At Savvy Cyber Kids, we get a lot of questions about gender based technology habits – if they differ from one another or if there are more risks for one than another. Articles and studies, including a recent one from the Norwegian Institute of Public Health, will posit that boys are more interested in gaming than girls because girls are more concerned with how they present themselves on social media than boys are, making gaming the more common choice for boys. That may be true, but the reality is that 46% of girls are, in fact, gamers. So maybe the question to ask is how do our kids, regardless of gender or activity, feel about their online worlds?
While you may be wondering which is better or safer for kids – social media or gaming – it’s sort of a moot question because it’s not the parents’ POV that shapes a kid’s technology interests. It’s more the personality of each child that determines what online worlds are attractive to them. And all, of course, all have their selling points and pitfalls. The bottom line is that any online interaction with others – whether in a game or on TikTok, has the potential to have a negative impact on your child. So, it’s not always a question of what your child is doing online, rather a question of how they respond outwardly and inwardly to the activity – both in the moment and over time.

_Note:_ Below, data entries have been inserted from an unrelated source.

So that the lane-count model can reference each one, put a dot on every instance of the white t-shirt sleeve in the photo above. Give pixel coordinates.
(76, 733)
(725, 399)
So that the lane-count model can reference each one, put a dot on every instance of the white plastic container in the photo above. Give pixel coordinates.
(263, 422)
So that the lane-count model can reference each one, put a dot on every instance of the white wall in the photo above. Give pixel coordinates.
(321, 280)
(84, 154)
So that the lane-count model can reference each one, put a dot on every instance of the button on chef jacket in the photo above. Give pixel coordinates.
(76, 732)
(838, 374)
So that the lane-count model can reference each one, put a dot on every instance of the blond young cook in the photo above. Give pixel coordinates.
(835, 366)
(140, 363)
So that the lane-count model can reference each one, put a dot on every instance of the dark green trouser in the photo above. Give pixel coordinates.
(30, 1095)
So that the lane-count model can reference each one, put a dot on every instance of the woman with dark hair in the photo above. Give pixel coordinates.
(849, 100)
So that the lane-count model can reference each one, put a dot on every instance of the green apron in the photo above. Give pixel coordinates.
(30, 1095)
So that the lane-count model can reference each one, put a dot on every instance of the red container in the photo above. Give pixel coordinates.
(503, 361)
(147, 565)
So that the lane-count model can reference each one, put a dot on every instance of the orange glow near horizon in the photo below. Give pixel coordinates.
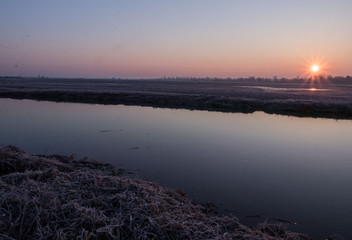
(315, 69)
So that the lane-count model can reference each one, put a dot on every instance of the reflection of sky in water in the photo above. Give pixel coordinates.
(278, 166)
(272, 89)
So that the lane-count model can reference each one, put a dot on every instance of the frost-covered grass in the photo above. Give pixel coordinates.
(59, 197)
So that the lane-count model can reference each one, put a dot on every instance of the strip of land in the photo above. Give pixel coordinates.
(60, 197)
(323, 99)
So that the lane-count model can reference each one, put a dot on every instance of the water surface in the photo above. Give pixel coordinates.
(298, 169)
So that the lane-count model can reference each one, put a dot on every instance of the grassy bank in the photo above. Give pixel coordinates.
(60, 197)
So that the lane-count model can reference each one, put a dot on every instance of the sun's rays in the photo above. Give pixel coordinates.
(315, 71)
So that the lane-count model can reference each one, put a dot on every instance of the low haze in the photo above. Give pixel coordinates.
(147, 39)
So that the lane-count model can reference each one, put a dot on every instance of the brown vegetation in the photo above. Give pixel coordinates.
(57, 197)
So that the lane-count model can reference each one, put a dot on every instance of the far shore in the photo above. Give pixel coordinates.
(302, 98)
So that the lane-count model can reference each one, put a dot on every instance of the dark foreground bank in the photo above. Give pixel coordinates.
(304, 99)
(59, 197)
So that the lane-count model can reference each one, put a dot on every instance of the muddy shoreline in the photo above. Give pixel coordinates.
(293, 99)
(60, 197)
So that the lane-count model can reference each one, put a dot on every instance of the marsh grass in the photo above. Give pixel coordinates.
(60, 197)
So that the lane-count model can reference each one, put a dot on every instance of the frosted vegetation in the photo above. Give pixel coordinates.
(60, 197)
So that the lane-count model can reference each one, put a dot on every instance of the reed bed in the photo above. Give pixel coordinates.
(60, 197)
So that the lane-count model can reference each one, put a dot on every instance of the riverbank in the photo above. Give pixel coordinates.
(303, 99)
(60, 197)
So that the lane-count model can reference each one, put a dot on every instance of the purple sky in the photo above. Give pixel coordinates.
(158, 38)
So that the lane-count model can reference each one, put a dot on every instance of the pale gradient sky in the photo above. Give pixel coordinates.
(155, 38)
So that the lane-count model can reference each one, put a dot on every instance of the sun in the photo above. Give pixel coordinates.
(315, 68)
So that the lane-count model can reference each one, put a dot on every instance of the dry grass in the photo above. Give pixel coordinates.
(56, 197)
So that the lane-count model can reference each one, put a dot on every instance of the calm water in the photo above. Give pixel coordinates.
(298, 169)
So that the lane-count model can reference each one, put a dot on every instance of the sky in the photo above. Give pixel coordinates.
(189, 38)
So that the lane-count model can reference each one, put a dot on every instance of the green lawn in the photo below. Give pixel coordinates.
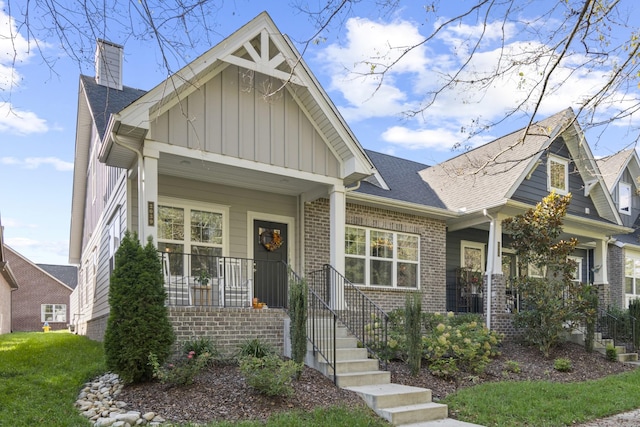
(545, 403)
(42, 373)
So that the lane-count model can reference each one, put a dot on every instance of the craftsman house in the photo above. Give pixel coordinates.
(621, 172)
(244, 174)
(8, 284)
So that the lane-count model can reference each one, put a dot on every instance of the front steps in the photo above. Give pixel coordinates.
(600, 345)
(400, 405)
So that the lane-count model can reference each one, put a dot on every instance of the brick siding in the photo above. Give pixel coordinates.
(35, 288)
(432, 249)
(228, 328)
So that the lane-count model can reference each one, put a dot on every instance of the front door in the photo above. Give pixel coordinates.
(270, 251)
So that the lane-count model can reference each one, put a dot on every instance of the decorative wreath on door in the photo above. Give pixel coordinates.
(271, 239)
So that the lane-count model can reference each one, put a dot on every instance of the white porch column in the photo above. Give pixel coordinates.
(600, 263)
(337, 217)
(149, 197)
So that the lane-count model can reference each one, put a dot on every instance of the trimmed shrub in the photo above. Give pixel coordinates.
(255, 348)
(413, 330)
(270, 374)
(298, 314)
(138, 323)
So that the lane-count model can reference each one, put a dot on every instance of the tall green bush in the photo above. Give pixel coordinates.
(413, 330)
(138, 323)
(548, 301)
(634, 313)
(298, 314)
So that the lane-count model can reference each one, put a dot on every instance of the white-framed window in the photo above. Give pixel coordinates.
(558, 175)
(196, 232)
(624, 198)
(53, 313)
(382, 258)
(472, 256)
(577, 274)
(632, 277)
(115, 236)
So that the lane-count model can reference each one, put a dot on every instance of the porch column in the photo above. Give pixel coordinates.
(495, 295)
(149, 196)
(600, 277)
(337, 217)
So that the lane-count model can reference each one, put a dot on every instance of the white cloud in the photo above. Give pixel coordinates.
(476, 99)
(36, 162)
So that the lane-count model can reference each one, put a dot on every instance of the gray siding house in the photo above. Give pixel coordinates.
(241, 170)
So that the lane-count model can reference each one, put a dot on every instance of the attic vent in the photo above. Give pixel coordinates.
(109, 64)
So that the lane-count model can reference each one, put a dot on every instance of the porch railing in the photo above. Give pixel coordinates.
(622, 328)
(361, 316)
(210, 281)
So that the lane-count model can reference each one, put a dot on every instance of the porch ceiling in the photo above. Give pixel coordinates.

Quietly observe your child ’s relationship to social media and gaming – or whatever platform they gravitate to – to understand if technology is negatively impacting your child’s self-esteem is key. Remember, each child is different and some kids are more affected than others. Talk to your kids about how they FEEL about their online activities more than what they DO online.
Do this and you may find yourself in a real conversation with your child (gasp). Discussing similar topics with your child’s peers present sometimes allows the dialogue to go deeper with details and scenarios. It also helps to encourage your child’s friend’s group to be a sounding board for each other.
You can talk to your child about best online practices until you are blue in the face and then be greeted with ‘whatevers’. But they still do hear you. Despite any opposition or ambivalence they present, you are helping them mold the inner voice that will guide them in the future, whether a week from now or months or years from now. And since their friends will likely always know more about what your child does independent from you than you will, it’s good to inspire them to be accountable towards each other.
- Have you noticed that your child compares themselves to others? Gently ask your child if they noticed themselves doing this and why, Offer positive feedback to build them up.
- How much time and energy does your child spend on gaming or on what they posted on social media? Ask your child if they think their online behaviors limit them from doing something else? Talk about offline activities, such as family, school, and community involvement that could be added to their lives.
- Talk about the importance of balance and moderations and ways your child can learn to self-regulate overconsumption of media. Make sure you share where you yourself have the same struggles and what your personal solutions are.
- Talk about the importance of self-esteem, how online worlds can make one feel less about themselves and how those feelings can negatively impact offline interactions. Ask your child how important are likes, comments and followers to them?
- Ask your child if they edit images or delete content that generated little response? Talk about the pros and cons of this.